60 Days of Nothing but Spuds

My mom tells me of a period of my childhood when the only thing I could eat was french fries and bananas. I don’t know how long this time lasted, and I have no idea just what precipitated such a starch & K weighted diet. In fact, I really don’t remember any of the details well at all (but I do remember the subsequent force feeding of fried liver quite vividly). This may have been a contributing factor to my entry into Kindergarten at the weight of a small 2 year old. When the teacher said to “Get in your desks” I could comply in a way that was much more literal than she’d hoped for (which is a pretty funny, but completely unrelated tale).

Last week, I came across a story out of Washington (the state) that reminded me of my pre-school starch experience.
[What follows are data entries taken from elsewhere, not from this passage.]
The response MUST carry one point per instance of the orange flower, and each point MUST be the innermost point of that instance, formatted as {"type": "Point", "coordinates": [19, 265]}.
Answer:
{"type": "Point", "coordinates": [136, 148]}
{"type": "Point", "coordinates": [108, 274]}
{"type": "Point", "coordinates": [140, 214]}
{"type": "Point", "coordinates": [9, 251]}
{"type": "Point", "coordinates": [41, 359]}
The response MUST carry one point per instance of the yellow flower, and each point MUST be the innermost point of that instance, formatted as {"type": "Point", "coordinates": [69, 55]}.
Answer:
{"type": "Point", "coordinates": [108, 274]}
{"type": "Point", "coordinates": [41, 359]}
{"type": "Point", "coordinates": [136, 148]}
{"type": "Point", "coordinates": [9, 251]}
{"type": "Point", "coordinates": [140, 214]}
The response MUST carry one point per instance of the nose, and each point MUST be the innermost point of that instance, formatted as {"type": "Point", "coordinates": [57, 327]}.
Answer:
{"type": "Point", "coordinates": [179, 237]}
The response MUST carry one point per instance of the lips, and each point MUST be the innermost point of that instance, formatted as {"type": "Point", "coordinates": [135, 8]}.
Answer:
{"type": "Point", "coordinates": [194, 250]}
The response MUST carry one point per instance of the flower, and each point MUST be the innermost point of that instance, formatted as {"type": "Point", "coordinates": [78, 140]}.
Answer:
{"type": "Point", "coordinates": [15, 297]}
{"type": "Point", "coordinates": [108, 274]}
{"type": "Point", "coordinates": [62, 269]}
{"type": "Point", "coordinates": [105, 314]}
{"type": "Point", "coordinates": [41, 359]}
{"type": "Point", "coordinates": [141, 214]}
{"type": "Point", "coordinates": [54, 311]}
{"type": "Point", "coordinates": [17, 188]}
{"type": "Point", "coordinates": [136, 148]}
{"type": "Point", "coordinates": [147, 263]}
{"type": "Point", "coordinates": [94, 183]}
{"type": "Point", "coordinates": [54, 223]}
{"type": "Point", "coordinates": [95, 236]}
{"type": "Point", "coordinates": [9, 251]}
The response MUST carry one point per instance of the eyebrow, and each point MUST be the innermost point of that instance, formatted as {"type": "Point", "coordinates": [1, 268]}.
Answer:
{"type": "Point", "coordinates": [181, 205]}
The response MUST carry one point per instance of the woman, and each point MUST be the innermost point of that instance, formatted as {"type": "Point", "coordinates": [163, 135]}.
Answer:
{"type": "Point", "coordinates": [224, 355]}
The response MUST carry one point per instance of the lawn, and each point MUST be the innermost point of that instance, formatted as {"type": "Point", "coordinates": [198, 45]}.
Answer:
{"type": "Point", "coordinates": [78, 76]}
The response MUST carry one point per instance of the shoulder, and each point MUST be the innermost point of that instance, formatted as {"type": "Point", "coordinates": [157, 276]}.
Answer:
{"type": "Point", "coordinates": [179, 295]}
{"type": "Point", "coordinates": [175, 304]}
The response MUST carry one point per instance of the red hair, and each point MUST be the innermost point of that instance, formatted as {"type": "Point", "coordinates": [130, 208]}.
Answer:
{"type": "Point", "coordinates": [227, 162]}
Chris Voigt is the Executive Director of the Washington State Potato Commission (I still suspect they were secretly behind the political disappearance of Dan Quayle a few years ago). In an attempt to prove the nutritional value of the spud, Voigt embarked a couple months ago on a 60 day journey of deprivation from all foods – except potatoes!

For 60 days, he ate about 20 potatoes a day. My spidey-math senses are telling me he ate about 1200 potatoes during October and November – and nothing else. No birthday cakes, no ice cream desserts, no Thanksgiving turkey… just fork after fork of potatoes. Mashed, baked, rebaked, broiled, sliced and put in the toaster (hope not)…

He lost 20 pounds and dropped his cholesterol levels significantly. I’m sure when word gets out, this will have people rushing out to the nearest corner store to stock up on bags of chips in hopes to shed a few holiday pounds. Bad news… your couch just called to say it’s not going to work.

This all has me wondering?

What if I could only eat 1 thing for two months?

  • 60 days of Nutella on hard rolls sounds kind of good, but I’m afraid of what that would do to my youthful complexion.
  • I’d contemplate 2 months of smothered TDO’s from Taco de Oro, but there’s not enough Charmin in the Bluffs to counteract all that pork chili-taco salad goodness.
  • I really like donuts. I think I could handle donuts for 60 days. Unfortunately, a new wardrobe of stretchy pants is not in the budget – besides which, I already have enough trouble with finding new pants!

What would you eat exclusively for 60 days? What do you think would be the results?